D'autres voitures ralentissaient, des voitures avec des familles à l'intérieur, pleines de bagages et de chiens de famille, mais la Man-man se contentait de leur faire signe de poursuivre leur chemin.
« Le cortex cérébral, le cervelet, disait-elle, c'est là que se trouve ton problème. »
Si elle pouvait parvenir à n'utiliser que sa moelle épinière, elle serait guérie.
Cela se situerait quelque part entre bonheur et tristesse.
On ne voit pas de poissons qui se plaignent de sautes d'humeur sauvages.
Les éponges ne connaissent jamais une mauvaise journée.
Les gravillons craquaient, instables sous leurs pas. Les voitures de passage créaient leur propre vent chaud.
« Mon but, disait la Man-man, n'est pas de dé-compliquer ma vie. »
Elle disait : « Mon but est de me dé-compliquer moi-même. »

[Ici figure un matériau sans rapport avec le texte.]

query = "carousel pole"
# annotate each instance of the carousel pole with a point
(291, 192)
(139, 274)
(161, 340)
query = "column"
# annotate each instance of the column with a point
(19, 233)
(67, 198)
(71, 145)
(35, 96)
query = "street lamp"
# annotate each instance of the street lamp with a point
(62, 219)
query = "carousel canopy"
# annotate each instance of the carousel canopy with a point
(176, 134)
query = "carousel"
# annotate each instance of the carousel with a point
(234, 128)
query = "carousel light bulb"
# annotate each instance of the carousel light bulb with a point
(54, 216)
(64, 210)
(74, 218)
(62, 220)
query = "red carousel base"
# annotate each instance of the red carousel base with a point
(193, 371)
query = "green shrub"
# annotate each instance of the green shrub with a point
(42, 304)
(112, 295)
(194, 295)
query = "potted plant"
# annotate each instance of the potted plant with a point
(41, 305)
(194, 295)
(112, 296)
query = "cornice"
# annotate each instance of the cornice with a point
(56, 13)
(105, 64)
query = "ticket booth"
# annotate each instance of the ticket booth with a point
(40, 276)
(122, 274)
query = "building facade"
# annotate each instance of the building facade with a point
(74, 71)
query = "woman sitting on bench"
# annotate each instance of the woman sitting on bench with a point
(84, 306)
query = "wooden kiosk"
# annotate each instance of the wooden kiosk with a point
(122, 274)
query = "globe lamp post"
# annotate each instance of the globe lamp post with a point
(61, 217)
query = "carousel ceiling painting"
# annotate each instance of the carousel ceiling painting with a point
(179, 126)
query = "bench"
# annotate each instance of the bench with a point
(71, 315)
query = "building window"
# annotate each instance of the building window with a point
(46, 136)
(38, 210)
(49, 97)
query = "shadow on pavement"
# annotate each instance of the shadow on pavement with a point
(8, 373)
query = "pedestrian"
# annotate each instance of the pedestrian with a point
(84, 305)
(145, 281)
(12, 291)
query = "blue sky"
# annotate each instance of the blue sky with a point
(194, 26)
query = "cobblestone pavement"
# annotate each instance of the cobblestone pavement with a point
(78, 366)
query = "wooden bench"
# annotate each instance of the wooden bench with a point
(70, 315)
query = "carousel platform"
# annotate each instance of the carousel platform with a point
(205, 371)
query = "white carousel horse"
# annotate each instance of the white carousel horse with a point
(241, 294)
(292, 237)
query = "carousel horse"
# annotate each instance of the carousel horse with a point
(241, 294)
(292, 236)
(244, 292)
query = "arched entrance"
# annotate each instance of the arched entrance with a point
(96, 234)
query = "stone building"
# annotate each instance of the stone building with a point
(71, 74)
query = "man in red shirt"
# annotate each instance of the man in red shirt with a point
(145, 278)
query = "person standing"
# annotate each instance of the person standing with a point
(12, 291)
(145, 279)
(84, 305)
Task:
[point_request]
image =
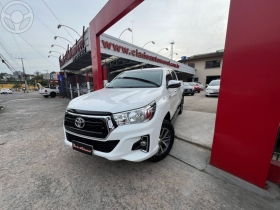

Elle racontait au stupide petit garçon que les graines de volubilis ne marchaient pas. Elle avait essayé. Les effets ne durait pas. Les feuilles de patates douces ne marchaient pas. Pas plus que le pyrèthre extrait de chrysanthèmes. Pas plus que le reniflement de propane. Pas plus que les feuilles de rhubarbes ou d'azalée.
Après une nuit passée dans le jardin de quelqu'un, la Man-man laissait une trace de morsure dans pratiquement chaque plante, pour que les gens les voient.
Ces drogues de confort superficiel, disait la Man-man, ces régulateurs d'humeur et antidépresseurs, ils ne traitent que les symptômes d'un problème plus vaste.
Chaque addiction, disait-elle, n'était rien d'autre qu'une manière de traiter ce même problème. Les drogues, la boulimie, l'alcool ou le sexe, tout ça, ce n'était qu'une autre manière de trouver la paix. Pour échapper à ce que nous savons. A notre éducation. Notre morceau de pomme croquée.
Le langage, disait-elle, n'était rien d'autre que notre manière d'expliquer de manière convaincante les merveilles et la gloire du monde. Pour déconstruire. Pour rejeter aux oubliettes. Elle disait que les gens ne sont pas capables d'encaisser la vraie beauté du monde. A quel point elle est immense. A quel point elle est inexplicable et ne peut être comprise. Au-devant d'eux sur la grand-route se trouvait un restaurant avec, garés tout autour, des camions plus gros que le restaurant lui-même. Certaines des voitures neuves dont la Man-man n'avait pas voulu étaient rangées là. On sentait des tas de nourritures différentes en train de frire dans la même huile de friture bouillante. On sentait l'odeur des moteurs de camion au ralenti.
« Nous ne vivons plus dans le monde réel, disait-elle,. Nous vivons dans un monde de symboles. »
La Man-man s'est arrêtée et a mis la main dans son sac. Elle a tenu l'épaule du garçon et s'est redressée pour contempler la montagne.
« Rien qu'un dernier petit coup d'½il en douce à la réalité, a-t-elle dit. Ensuite, nous irons déjeuner. »
Et elle a mis le tube blanc dans son nez et a inspiré.